To that end, even as the Biden administration engages with the global anti-Covid fight, officials are taking care to stress that America’s contributions to the international vaccine deployment project will not impact ongoing efforts to vaccinate the 330 million-strong US population. 

A White House official explained that while the president’s January 21 directive includes instructions for the Secretaries of State and Health and Human Services to develop a framework for donating excess vaccine supplies to countries in need, no such donations would take place until an adequate domestic supply is procured. 

“While we’re not able to share vaccine doses at this time while we’re focused on American vaccinations and getting shots in the arms, we’re working hard to support Covax, strengthen global vaccination around the world, and determin[e] the timeline for when we will have a sufficient supply in the United States and be able to donate surplus vaccines,” they said. 

But in the end, the official said it is necessary to participate in the effort to stop the global spread of the virus because defeating it at home will be too little effect if it continues to spread and mutate elsewhere.

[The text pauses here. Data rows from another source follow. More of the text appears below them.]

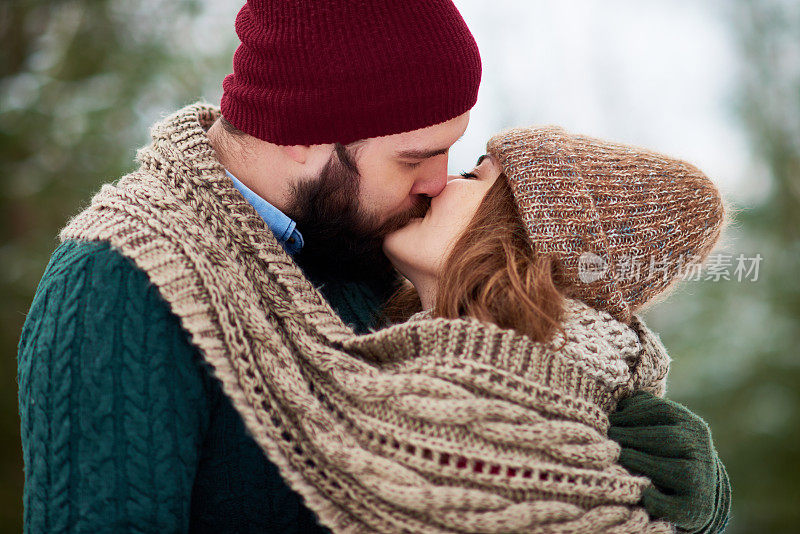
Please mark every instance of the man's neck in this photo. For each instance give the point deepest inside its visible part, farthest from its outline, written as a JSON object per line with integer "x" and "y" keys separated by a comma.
{"x": 259, "y": 170}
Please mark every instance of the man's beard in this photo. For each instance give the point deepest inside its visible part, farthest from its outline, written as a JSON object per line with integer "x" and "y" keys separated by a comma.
{"x": 340, "y": 238}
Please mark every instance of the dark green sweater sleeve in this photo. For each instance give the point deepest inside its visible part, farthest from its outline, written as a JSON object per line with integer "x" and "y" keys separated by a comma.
{"x": 111, "y": 398}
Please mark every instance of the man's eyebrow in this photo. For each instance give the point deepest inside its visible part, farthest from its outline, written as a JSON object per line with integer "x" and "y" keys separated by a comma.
{"x": 421, "y": 154}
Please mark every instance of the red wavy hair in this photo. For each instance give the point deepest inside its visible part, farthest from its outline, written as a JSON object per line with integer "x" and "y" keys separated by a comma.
{"x": 493, "y": 274}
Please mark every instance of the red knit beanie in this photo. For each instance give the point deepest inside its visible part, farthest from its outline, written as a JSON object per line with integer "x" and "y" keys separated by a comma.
{"x": 310, "y": 72}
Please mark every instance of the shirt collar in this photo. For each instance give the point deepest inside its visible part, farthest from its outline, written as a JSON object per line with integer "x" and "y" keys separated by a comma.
{"x": 284, "y": 228}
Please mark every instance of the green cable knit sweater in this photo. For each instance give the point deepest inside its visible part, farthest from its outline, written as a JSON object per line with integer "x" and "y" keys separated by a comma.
{"x": 123, "y": 426}
{"x": 124, "y": 429}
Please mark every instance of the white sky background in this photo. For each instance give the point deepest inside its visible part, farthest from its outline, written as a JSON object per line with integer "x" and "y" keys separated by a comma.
{"x": 655, "y": 73}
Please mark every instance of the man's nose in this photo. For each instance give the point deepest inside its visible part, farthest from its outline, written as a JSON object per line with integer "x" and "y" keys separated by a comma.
{"x": 432, "y": 184}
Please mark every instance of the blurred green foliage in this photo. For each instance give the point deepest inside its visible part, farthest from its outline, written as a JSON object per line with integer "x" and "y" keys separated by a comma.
{"x": 735, "y": 344}
{"x": 81, "y": 80}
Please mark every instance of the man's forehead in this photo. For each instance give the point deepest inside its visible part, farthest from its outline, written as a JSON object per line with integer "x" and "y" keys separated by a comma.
{"x": 431, "y": 141}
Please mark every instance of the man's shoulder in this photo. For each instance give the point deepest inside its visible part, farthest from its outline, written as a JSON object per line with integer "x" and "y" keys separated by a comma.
{"x": 74, "y": 258}
{"x": 95, "y": 264}
{"x": 98, "y": 279}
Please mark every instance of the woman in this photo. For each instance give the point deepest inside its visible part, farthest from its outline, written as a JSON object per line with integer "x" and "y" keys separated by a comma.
{"x": 503, "y": 242}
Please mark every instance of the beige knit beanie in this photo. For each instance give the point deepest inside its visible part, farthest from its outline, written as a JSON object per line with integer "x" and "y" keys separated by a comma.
{"x": 622, "y": 222}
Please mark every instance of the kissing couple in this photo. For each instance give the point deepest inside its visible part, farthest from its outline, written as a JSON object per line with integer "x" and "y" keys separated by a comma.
{"x": 289, "y": 318}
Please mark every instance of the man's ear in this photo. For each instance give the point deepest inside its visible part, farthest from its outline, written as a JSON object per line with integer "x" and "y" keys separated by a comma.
{"x": 298, "y": 153}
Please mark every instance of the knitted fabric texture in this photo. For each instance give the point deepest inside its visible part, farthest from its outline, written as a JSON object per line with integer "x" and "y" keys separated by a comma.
{"x": 310, "y": 72}
{"x": 431, "y": 425}
{"x": 623, "y": 222}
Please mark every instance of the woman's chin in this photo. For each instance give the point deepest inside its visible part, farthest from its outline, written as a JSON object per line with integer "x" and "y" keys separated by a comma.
{"x": 399, "y": 245}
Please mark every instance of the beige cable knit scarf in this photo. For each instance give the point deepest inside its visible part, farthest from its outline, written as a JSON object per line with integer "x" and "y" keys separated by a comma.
{"x": 427, "y": 426}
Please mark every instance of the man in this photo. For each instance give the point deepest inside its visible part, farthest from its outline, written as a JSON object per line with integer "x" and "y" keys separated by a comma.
{"x": 337, "y": 122}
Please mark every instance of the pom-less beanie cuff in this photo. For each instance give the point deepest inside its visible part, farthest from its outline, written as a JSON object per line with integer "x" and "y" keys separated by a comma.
{"x": 311, "y": 72}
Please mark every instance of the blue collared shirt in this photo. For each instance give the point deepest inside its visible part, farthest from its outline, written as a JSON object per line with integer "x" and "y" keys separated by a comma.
{"x": 284, "y": 228}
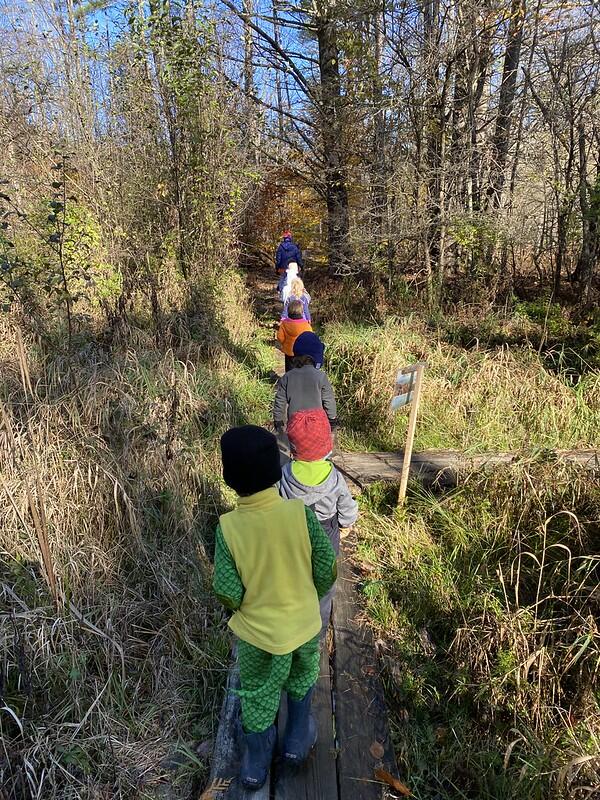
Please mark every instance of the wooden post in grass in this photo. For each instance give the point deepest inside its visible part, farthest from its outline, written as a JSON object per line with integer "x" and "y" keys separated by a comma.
{"x": 408, "y": 390}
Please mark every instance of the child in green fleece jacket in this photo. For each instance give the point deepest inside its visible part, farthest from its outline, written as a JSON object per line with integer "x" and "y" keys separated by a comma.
{"x": 273, "y": 562}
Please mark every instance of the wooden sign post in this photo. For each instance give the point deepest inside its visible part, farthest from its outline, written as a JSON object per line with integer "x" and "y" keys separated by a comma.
{"x": 408, "y": 390}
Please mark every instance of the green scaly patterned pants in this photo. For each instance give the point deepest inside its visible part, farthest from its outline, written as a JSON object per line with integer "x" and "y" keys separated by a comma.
{"x": 264, "y": 676}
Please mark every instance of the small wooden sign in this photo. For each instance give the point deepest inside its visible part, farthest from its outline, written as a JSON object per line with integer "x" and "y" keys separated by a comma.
{"x": 408, "y": 391}
{"x": 404, "y": 389}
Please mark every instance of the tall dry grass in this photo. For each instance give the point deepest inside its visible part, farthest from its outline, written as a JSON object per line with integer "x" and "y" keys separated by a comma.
{"x": 486, "y": 601}
{"x": 473, "y": 400}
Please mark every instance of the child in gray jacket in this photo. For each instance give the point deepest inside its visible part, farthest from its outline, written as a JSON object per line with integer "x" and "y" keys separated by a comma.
{"x": 304, "y": 386}
{"x": 313, "y": 479}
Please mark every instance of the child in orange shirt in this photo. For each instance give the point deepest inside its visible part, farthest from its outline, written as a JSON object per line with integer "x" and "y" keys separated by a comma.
{"x": 290, "y": 328}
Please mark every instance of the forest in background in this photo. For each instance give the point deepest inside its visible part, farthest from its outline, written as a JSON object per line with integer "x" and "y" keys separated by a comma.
{"x": 439, "y": 163}
{"x": 454, "y": 144}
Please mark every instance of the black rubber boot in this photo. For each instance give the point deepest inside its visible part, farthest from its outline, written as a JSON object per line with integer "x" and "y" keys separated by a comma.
{"x": 256, "y": 760}
{"x": 300, "y": 731}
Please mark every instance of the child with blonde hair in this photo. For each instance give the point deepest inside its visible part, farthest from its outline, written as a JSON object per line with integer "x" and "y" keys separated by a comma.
{"x": 297, "y": 292}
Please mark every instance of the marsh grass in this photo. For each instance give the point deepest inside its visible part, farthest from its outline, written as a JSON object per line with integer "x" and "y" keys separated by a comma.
{"x": 112, "y": 648}
{"x": 486, "y": 602}
{"x": 486, "y": 598}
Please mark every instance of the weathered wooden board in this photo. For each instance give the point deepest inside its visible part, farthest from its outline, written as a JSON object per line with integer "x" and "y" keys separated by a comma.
{"x": 445, "y": 467}
{"x": 360, "y": 714}
{"x": 318, "y": 777}
{"x": 226, "y": 756}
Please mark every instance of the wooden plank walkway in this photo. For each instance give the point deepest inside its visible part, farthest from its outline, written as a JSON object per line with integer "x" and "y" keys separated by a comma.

“This pandemic is not going to end unless we end it globally. Certainly we have to prioritize what’s happening here at home — that needs to be our highest priority — but pandemics, they travel… and we also know that the more disease that’s out there, the more likely we are to see additional mutations and variants,” they said. “In addition to saving a lot of lives… it’s also the right thing to do from an international security and economic perspective.”